Now, Leon, that’s a good balance, right? A good balance of high value, right, that exceeds your capacity for CPU pieces, but it’s over a long enough period of time that it should concern you as an admin, versus just a spike, which may go down, and so forth.
Right, and here you can see the email that I would get. Again, it was a test, so the values are a little bit weird. The CPU load is 2%, the number of CPUs on the box in question is 16, the load average is .01. So, again, because I had reversed the values, it is less than the number of CPUs, and is under 2%, but once you have your greater-thans/less-thans there, you can see that this is really what you want to trigger on. And you’re able to get that.
So, did you guys cover everything, all things Linux?
Now, Patrick, what’s our target for episode length?
We’re trying to go 25 minutes, but we’ve kind of been bursting over that.

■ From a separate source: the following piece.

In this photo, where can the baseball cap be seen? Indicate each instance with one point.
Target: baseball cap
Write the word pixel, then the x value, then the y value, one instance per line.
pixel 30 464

Right, and even as fast as I can talk, there’s no way we can cover everything about Linux in that time.
So I guess what you’re saying is that they can look forward to more Linux-y goodness in the future.
Every chance I get.
Okay, so I should ask this, then: do you think you’ve covered everything you can for now? Well, I think it’s definitely been a good start.
So Kong, why don’t you take us back to the root directory.
You bet. I’m Kong Yang.
I’m Leon Adato.
And I’m Patrick Hubbard, and thanks again for watching SolarWinds Lab, shutdown 00:20.